- The Washington Times - Friday, March 31, 2006

INDIANAPOLIS — Teammate Corey Brewer saw it as early as the Coaches vs. Cancer Classic in November. Adrian Moss figures it came far later, perhaps just as March began.

All along, there have been flashes that Florida point guard Taurean Green was firmly in charge of the youthful Gators’ offense after the early departure of Anthony Roberson after last season.

No matter when Green officially broke out, it’s clear he has been in control throughout Florida’s postseason run. The Gators (31-6) meet George Mason (27-7) in tonight’s first semifinal at RCA Dome, and Green will spend nearly the entire night guiding Florida’s offense.

“He’s the leader on the floor for us,” junior guard Lee Humphrey said yesterday. “He pretty much plays all the minutes at point. Him on the floor, he gets us in our offense well. He doesn’t have to be scoring for us to play well.”

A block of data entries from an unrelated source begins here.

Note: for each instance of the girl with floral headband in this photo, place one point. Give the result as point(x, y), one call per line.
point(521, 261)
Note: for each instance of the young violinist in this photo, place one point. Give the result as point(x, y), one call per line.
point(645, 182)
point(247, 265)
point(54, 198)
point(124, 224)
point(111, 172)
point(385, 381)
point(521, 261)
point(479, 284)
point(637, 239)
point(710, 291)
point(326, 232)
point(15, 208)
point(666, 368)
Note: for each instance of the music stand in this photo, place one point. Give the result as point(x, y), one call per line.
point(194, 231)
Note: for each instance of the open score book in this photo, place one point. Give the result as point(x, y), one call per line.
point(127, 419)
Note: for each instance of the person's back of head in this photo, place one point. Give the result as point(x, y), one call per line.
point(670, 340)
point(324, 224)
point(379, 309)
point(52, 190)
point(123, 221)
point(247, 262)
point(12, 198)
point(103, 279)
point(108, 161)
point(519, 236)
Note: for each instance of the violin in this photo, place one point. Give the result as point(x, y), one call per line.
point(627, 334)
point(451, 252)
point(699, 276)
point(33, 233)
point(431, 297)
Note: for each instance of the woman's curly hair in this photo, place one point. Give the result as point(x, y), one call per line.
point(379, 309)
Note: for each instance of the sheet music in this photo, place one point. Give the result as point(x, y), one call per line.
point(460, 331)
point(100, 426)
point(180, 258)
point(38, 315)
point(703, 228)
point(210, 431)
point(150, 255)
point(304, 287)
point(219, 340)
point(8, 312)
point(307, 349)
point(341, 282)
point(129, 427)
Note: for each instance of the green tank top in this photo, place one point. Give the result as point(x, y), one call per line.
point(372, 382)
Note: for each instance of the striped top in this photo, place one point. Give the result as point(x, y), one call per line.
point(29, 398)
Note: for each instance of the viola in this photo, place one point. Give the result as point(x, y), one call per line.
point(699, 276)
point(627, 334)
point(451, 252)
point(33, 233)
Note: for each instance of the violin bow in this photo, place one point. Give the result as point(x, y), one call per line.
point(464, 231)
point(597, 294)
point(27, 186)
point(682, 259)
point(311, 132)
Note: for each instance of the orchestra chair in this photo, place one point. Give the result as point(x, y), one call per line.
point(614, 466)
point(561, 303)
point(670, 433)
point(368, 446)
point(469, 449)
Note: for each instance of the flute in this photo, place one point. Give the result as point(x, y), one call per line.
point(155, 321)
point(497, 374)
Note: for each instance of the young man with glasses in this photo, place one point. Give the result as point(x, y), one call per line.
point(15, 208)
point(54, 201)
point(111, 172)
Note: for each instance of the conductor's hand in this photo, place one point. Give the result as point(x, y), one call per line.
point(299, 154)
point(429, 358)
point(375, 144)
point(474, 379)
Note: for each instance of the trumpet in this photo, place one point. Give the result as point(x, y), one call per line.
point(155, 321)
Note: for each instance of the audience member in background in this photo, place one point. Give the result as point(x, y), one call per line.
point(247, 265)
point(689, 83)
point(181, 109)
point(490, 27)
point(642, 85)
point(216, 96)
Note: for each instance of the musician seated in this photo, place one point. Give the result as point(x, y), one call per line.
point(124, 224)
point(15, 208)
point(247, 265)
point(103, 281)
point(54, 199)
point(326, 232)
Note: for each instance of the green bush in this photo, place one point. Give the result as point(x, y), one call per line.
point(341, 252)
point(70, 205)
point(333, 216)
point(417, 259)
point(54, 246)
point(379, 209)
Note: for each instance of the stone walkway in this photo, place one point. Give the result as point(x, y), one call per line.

Of course, it doesn’t hurt when he does. Green received plenty of attention after back-to-back 23-point outings in the Coaches vs. Cancer Classic and the Gators’ 16-0 start.

Yet Green, who averaged only 3.9 points while backing up Roberson a season ago, wasn’t always consistent. As he worked to master the Gators’ offense, he looked back on some of the lessons Roberson imparted before turning pro.

“He did a great job of teaching me how to run the point guard spot, what to do and what not to do,” Green said. “I learned from what he did and what he did bad. He’s a great player, and I think that year was a learning experience. This year, everybody on our team has stepped into a new role. I think everybody’s grown up as the year has gone along.”

Some of that maturation came during a 5-6 stretch that began with the Gators’ first loss of the season Jan. 21 and continued through the end of February. After a three-game losing streak left Florida at 8-6 in SEC play, Moss recalled Green finally decided “to find his niche.”

There would be no more out-of-control play or shaky shooting decisions. Instead, he would be a more consistent floor leader to help change the postseason fortunes of a program that has been a reliable early tournament out for the last five years.

“He was kind of like, ‘This is what I need to do to help our ballclub win,’” Moss said. “He settled down, and he did it. He’s been [one of] the top three or four point guards in the country.”

Florida has won plenty ever since. Green took a more assertive role on offense in the Gators’ first two SEC tournament games, scoring 20 and 18 points against Arkansas and Louisiana State, respectively.

That has led to a solid NCAA tournament, which included a 19-point outing in Sunday’s regional final win over Villanova. Of greater significance is Green’s constant presence on the floor. He’s played at least 33 minutes in 11 of Florida’s last 12 games.

Like teammates Al Horford and Joakim Noah, Green comes from an athletic background. His father, Sydney, starred at UNLV, played for five NBA teams and later coached at Florida Atlantic.

“Just growing up, he really wasn’t there sometimes because he was on the road,” Green said. “We talked a lot. We still maintain a great relationship. Just the main thing that he always tells me, just to go out and have fun.”

It’s been a lot easier for Green and his teammates to accomplish that mission during the Gators’ nine-game winning streak.

It’s a stretch that has reflected the maturation of a team that starts four sophomores and a junior, and much of it begins with Green’s development as a point guard.

“He’s improved a lot,” Brewer said. “He’s just learning the game. He just became a leader, and he just makes us go.”